A cada dia que passa, a gente vai modificando a forma de trabalhar, de ver o lado da, que às vezes a gente vê, faz uma coisa, amanhã mesma coisa pá fazê, a gente acha que é melhor daquele outro jeito, a vida, as coisa vai evoluindo, tinha peça aqui que era manual, hoje é na placa, já é mais prática pra moldá, já é diferente pra nós moldadô, facilita o modo de trabalhar. O tampão T27, T60, às vezes ele num era na placa, hoje ele é na placa, a moldação na placa é mais prática de que a moldação comum, que a gente num escarea tudo isso. A gente só faz um lado, só faz o oto, abre, feha, bota macho e tal, abre canal, é diferente de você ter que escarear, tem que batear, jogar area e tal pra poder coisá. Tem várias formas, assim fica até difícil de te explicar aqui, lá na área eu pudia pegá duas peça e te amostrá, essa aqui tá na placa e essa num tá. (PENEIRA)

Aprendo com o colega. Aprendi fazer quadro de tampa, cortar, soldar, botar no esquadro, aprendi também identificar as varas de solda, regular a máquina. Já sabia é, tinha noção, mas o macete aprendi mermo com o colega. (MARRETA)

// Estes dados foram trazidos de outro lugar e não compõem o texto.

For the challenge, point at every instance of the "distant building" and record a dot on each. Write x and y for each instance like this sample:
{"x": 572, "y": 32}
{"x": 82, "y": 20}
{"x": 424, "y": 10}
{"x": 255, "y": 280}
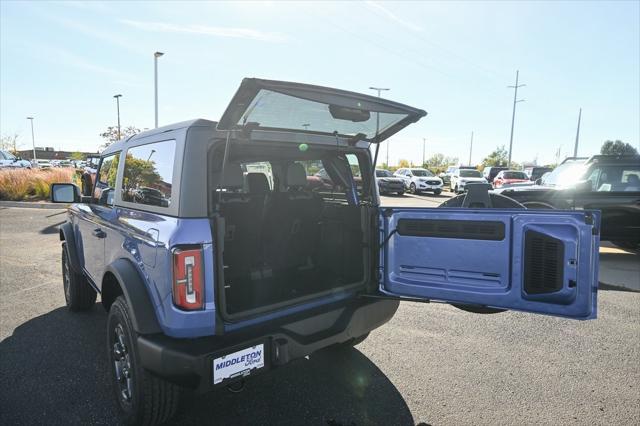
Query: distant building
{"x": 48, "y": 153}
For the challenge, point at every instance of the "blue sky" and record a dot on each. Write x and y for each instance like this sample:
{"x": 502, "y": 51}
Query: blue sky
{"x": 62, "y": 62}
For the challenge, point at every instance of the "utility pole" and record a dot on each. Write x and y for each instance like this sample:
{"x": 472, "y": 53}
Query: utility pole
{"x": 470, "y": 149}
{"x": 388, "y": 153}
{"x": 156, "y": 55}
{"x": 575, "y": 147}
{"x": 375, "y": 157}
{"x": 33, "y": 139}
{"x": 513, "y": 116}
{"x": 118, "y": 107}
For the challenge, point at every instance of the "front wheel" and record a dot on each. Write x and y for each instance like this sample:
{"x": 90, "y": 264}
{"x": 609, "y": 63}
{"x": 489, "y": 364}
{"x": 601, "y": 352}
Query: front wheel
{"x": 78, "y": 293}
{"x": 142, "y": 397}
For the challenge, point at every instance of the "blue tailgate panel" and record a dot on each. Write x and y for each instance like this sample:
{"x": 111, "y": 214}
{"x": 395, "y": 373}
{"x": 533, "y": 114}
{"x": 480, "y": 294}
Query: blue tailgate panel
{"x": 534, "y": 261}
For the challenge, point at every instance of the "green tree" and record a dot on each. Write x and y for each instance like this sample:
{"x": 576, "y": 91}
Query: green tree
{"x": 77, "y": 156}
{"x": 402, "y": 163}
{"x": 617, "y": 147}
{"x": 498, "y": 157}
{"x": 111, "y": 134}
{"x": 9, "y": 143}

Assim o aprender situacionalmente requer negociação de significados em que o aprendiz é um ator que participa do processo organizacional e projeta entendimentos acerca do trabalho. Segundo Lave e Wenger (1991), a aprendizagem vista como atividade situada, tem como característica principal a participação periférica legitimada. Estes três elementos são constituintes monolíticos do processo de aprendizagem e referem-se ao aprender articulado ao contexto, participação e construção de identidade em que o aprendiz se torna membro reconhecido pela comunidade, através da interação sociocultural e do sentido de pertencimento.

Dessa forma, Lave e Wenger (1991) expõem que a aprendizagem ocorre quando os aprendizes passam a dominar as habilidades e demonstram atitudes que são legitimadas pelas comunidades de prática. Estas envolvem um conjunto de indivíduos com interesses comuns que aprendem, constroem e fazem a gestão do conhecimento principalmente sua aplicação prática.

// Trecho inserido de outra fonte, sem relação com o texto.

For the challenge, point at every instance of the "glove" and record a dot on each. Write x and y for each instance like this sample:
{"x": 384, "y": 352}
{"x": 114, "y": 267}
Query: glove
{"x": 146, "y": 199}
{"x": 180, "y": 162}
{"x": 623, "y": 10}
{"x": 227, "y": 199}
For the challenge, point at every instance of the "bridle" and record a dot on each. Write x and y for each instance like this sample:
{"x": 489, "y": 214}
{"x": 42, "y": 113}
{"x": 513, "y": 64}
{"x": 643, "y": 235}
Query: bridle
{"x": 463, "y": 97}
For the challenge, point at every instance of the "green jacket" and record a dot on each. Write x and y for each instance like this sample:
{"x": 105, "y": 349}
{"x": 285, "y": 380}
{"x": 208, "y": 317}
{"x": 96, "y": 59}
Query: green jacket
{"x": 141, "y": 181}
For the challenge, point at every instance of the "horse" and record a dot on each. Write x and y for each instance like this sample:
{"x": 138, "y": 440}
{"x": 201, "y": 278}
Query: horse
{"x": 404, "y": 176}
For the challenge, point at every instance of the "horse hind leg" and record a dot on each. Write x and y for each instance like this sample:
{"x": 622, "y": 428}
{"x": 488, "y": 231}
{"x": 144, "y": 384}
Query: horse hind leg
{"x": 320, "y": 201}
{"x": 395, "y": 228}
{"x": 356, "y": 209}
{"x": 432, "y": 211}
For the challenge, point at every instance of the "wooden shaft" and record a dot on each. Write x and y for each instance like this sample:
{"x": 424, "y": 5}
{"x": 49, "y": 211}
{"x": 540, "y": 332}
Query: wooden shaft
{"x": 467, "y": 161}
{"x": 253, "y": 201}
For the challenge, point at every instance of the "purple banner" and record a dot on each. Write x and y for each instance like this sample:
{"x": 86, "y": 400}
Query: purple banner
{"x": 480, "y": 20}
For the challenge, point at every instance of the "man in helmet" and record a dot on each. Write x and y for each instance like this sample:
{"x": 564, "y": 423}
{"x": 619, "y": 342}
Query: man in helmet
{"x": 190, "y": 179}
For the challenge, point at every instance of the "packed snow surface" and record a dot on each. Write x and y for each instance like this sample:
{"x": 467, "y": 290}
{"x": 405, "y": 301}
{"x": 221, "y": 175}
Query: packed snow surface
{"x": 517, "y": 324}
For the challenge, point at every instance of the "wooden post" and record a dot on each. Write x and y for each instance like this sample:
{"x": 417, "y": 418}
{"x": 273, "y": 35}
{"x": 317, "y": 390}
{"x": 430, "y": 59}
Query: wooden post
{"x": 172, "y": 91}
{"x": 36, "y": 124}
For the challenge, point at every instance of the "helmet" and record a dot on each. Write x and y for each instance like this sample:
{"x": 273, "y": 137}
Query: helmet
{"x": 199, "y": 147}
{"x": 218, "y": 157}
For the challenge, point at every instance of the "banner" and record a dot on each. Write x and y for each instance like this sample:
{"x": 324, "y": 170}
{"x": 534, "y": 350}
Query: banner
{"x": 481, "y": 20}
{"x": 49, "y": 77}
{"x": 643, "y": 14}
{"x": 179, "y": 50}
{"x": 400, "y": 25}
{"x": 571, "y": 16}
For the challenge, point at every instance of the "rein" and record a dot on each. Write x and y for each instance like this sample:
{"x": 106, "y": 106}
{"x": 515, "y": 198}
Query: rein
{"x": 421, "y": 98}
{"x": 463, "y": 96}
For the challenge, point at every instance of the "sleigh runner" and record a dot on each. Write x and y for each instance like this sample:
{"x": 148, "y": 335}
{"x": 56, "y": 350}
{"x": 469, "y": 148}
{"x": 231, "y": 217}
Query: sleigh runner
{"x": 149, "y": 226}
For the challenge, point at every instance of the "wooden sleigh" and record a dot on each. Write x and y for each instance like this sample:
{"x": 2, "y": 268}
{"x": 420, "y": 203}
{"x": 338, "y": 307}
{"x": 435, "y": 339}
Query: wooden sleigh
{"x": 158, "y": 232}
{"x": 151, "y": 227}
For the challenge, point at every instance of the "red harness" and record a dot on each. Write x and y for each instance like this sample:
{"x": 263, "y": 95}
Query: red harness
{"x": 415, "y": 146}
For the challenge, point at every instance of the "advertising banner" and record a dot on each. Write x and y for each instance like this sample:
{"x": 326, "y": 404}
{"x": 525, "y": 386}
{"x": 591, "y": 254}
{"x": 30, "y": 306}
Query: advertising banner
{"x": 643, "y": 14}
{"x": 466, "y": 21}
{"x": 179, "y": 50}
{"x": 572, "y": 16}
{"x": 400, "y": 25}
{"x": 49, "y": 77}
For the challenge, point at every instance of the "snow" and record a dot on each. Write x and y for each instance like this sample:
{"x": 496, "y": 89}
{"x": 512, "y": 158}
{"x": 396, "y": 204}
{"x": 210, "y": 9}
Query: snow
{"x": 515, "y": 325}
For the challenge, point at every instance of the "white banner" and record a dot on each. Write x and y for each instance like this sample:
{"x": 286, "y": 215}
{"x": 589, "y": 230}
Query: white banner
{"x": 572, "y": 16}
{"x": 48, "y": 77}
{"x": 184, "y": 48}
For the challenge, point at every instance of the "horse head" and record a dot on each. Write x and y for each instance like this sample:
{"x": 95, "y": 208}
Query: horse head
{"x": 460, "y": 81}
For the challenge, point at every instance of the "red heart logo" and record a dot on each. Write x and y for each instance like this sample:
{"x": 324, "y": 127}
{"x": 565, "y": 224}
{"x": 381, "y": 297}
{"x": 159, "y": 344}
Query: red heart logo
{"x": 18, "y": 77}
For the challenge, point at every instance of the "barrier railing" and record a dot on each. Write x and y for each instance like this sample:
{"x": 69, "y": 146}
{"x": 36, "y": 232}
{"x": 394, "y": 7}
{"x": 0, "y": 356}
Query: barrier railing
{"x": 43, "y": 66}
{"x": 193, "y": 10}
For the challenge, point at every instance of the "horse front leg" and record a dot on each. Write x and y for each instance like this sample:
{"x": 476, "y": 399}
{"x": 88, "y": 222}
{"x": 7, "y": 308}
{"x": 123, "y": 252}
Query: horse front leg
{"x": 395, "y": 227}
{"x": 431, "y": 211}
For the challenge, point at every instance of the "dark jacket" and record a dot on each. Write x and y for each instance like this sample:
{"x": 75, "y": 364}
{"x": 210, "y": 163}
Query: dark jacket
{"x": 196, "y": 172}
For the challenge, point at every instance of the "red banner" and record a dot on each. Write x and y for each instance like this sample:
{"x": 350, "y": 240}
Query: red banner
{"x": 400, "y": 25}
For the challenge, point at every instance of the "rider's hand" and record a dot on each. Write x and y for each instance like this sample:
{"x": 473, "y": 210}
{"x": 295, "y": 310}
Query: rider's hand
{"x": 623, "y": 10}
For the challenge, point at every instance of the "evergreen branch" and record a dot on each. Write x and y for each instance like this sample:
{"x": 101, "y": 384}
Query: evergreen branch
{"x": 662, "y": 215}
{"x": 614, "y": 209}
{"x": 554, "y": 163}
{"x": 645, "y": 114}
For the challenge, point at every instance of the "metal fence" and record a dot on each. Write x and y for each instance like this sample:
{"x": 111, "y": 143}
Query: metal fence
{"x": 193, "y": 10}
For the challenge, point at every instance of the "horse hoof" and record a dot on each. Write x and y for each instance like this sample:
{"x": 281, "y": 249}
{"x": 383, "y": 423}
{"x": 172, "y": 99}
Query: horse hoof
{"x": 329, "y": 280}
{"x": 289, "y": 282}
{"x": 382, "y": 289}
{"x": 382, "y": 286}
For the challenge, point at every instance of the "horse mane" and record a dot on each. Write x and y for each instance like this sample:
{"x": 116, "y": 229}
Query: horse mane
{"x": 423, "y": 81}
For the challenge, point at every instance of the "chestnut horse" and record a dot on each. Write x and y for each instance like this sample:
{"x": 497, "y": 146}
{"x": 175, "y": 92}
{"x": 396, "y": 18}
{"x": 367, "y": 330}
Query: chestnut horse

No processo, o domínio caracteriza-se pela capacidade, individual e coletiva, para experimentar a vida e o mundo com significado. Contribui para a criação de uma base comum e um sentido de desenvolvimento de uma identidade, legitimando a existência da comunidade através da consolidação dos seus propósitos e do valor atribuído aos membros da comunidade.

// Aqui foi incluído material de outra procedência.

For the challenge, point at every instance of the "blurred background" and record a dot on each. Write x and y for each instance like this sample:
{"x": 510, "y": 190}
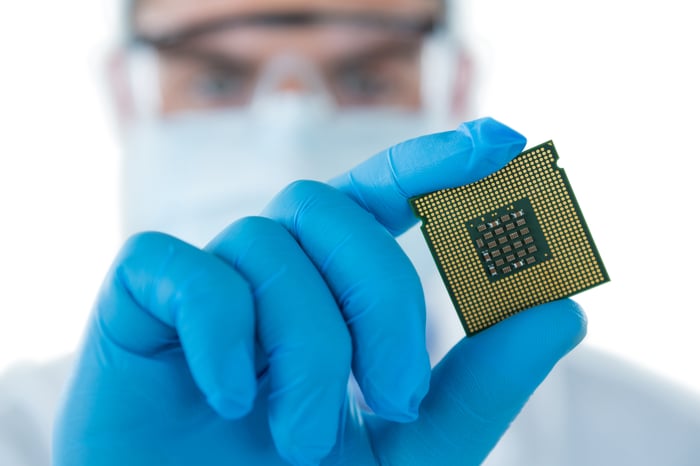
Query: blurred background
{"x": 613, "y": 83}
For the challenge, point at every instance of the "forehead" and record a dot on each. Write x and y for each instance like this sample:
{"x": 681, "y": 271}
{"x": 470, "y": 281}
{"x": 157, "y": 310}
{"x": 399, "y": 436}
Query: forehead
{"x": 159, "y": 16}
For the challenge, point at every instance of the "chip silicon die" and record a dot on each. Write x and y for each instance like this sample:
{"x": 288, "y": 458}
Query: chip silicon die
{"x": 511, "y": 241}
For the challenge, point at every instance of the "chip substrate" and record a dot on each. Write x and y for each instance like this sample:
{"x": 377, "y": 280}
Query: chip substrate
{"x": 511, "y": 241}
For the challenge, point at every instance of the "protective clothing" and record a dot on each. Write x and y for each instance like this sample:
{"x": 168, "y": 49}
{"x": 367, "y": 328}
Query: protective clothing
{"x": 591, "y": 410}
{"x": 222, "y": 340}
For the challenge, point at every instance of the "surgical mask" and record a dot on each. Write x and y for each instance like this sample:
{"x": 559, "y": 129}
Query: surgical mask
{"x": 193, "y": 174}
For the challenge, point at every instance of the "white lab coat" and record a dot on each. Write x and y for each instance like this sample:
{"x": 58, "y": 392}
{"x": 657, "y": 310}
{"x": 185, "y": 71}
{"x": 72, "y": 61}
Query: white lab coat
{"x": 592, "y": 410}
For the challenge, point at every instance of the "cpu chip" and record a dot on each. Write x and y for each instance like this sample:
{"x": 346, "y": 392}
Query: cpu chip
{"x": 511, "y": 241}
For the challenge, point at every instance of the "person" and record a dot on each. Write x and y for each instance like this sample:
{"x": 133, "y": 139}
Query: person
{"x": 229, "y": 335}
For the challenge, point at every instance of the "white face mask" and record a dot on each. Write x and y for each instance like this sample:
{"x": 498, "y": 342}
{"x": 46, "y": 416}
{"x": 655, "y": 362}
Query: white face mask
{"x": 192, "y": 175}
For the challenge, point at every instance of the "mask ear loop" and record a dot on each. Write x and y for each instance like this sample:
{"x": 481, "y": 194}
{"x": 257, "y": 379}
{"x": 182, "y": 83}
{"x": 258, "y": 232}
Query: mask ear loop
{"x": 439, "y": 66}
{"x": 143, "y": 75}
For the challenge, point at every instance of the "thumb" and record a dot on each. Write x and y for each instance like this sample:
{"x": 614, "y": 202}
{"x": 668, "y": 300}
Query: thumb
{"x": 480, "y": 386}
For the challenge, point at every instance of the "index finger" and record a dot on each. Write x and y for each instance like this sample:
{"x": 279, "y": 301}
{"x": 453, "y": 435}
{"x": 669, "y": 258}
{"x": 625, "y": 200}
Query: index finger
{"x": 383, "y": 184}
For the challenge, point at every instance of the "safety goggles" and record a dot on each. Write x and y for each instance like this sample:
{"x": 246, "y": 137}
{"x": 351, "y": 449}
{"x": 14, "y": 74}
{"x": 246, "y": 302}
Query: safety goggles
{"x": 354, "y": 60}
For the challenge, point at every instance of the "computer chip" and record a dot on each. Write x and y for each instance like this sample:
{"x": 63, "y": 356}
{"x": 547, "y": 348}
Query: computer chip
{"x": 511, "y": 241}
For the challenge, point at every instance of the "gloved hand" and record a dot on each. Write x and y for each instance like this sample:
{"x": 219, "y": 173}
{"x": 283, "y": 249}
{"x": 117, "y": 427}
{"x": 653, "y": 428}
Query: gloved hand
{"x": 240, "y": 353}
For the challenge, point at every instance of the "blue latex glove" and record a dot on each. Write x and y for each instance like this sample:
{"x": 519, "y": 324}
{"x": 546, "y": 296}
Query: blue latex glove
{"x": 240, "y": 353}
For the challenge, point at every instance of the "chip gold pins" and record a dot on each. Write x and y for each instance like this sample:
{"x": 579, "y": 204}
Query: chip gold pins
{"x": 511, "y": 241}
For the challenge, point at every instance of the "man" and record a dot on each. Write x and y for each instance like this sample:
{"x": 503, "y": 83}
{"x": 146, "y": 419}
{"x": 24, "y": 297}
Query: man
{"x": 239, "y": 352}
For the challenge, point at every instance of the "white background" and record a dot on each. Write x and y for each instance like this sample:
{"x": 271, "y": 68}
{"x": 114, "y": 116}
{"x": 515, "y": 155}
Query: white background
{"x": 613, "y": 83}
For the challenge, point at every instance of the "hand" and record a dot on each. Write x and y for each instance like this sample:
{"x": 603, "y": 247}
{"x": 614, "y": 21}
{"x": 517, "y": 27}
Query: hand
{"x": 240, "y": 353}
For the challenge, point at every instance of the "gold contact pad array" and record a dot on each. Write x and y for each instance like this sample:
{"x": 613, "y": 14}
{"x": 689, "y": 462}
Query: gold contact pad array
{"x": 574, "y": 264}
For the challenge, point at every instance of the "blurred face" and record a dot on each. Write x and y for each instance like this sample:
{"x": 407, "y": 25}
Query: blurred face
{"x": 215, "y": 54}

Enquanto que a comunidade refere-se às configurações sociais, constituídas por grupo de pessoas que interagem, aprendem conjuntamente, constroem relações entre si, desenvolvem um sentido de engajamento e de pertença, embora isto não implique necessariamente existência de homogeneidade. Há diversidade e diferenciação entre os membros que assumem papéis distintos e criam as suas diversas especialidades e estilos. A prática são os recursos compartilhados, históricos e sociais que envolvem um conjunto de esquemas de trabalho, ideias, informação, estilos, linguagem, histórias e documentos partilhados pelos membros da comunidade. Segundo Lave e Wenger (1991, p. 123),

Tudo isso acontece em um mundo social, dialeticamente constituído nas práticas sociais que estão no processo de reprodução, transformação e mudança. O problema tem sido um desafio para abordar o caráter estrutural do mundo no qual se vive. (...), a participação periférica legitimada nos permitiu gerar termos e questões analíticas fundamentais para essa análise. Além de formas de associação e de construção de identidades, estes termos incluem questões de localização e capacidade de organização nas comunidades; problemas de poder, acesso e transparência. (Tradução livre)

Neste sentido, as comunidades de prática (CoPs) geram aprendizagem situada em um contexto social, carregado de influências ambientais e socioculturais dos seus membros e pelo sentimento de pertencimento que se firma através do diálogo, da observação, das histórias contadas e do interesse mútuo compartilhado no qual as pessoas e as ações estão implicados.